Trump's nominee, former Fed Governor Kevin Warsh, has a Senate confirmation hearing scheduled for next week. But Sen. Thom Tillis, a North Carolina Republican and member of the Senate Banking Committee, has said he will not vote to advance the nomination as long as the Justice Department's criminal probe into Powell continues. His opposition is enough to block the nomination from clearing the committee.
At the center of the dispute is a probe overseen by Jeanine Pirro, the U.S. Attorney for the District of Columbia, examining allegations that Powell gave misleading testimony to Congress regarding ballooning expenses at the Fed's headquarters renovation.
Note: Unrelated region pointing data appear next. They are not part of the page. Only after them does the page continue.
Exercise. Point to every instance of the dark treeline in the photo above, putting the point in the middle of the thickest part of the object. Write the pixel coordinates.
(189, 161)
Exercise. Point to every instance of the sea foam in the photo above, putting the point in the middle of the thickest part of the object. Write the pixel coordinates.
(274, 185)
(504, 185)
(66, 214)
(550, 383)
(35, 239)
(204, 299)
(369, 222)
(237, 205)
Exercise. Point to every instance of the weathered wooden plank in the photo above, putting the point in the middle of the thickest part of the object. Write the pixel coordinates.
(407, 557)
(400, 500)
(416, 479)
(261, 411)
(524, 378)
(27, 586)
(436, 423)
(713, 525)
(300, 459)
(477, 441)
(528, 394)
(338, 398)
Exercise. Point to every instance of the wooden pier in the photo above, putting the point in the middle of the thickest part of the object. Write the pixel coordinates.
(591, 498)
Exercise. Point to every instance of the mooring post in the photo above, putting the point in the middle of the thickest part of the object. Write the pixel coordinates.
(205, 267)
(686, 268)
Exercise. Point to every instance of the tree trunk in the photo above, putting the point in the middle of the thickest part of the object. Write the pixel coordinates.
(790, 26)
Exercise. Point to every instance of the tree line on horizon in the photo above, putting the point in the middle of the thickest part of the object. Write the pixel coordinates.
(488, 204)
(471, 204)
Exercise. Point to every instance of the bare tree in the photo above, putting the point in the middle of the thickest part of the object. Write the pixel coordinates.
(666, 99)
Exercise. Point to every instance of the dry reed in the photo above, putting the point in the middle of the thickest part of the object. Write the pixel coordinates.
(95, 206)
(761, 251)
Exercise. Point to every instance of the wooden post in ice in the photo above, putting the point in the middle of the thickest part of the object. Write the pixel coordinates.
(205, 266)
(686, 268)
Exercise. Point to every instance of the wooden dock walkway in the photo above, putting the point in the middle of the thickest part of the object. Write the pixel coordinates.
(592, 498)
What began as a $1.4 billion project in 2019 has ballooned to an estimated $2.4 billion or more, according to CNBC. A federal judge has already moved to shut down grand jury subpoenas tied to the investigation, concluding that prosecutors had offered virtually no evidence of wrongdoing by Powell.
According to MarketWatch, investigators from Pirro's office arrived without warning at the Fed's ongoing construction site this week and were denied access. Defending the visit in a public statement, Pirro argued that a renovation running "almost 80% over the original construction budget" warranted scrutiny.
Trump said on Fox Business that the probe must go forward. "Does that mean we stop a probe of a building that I would have done for $25 million that's going to cost maybe $4 billion?" he said. Senate Majority Leader John Thune, a South Dakota Republican, said it would be "better if it winds down" before Warsh's confirmation proceeds.
The legal authority underlying any Trump move against Powell is far from settled. Statute limits presidential removal of Fed officials to situations involving demonstrated misconduct β a standard courts have not found to be met here. Separately, justices are still deliberating over Trump's bid to oust Fed Governor Lisa Cook, and that decision could shape whatever options the White House believes it has.
Trump's campaign to pressure the Fed has created a circular impasse: the DOJ investigation he supports is the obstacle preventing his own pick from being confirmed, potentially leaving Powell in place longer than Trump intended. Tillis has said the moment DOJ announces insufficient evidence to continue, "I will vote for Kevin Warsh."
Senate Minority Leader Chuck Schumer said this week that "there are no legitimate grounds for the president to remove the chair of the Federal Reserve for simply doing his job," adding that interference with the Fed risks pushing interest rates higher rather than lower.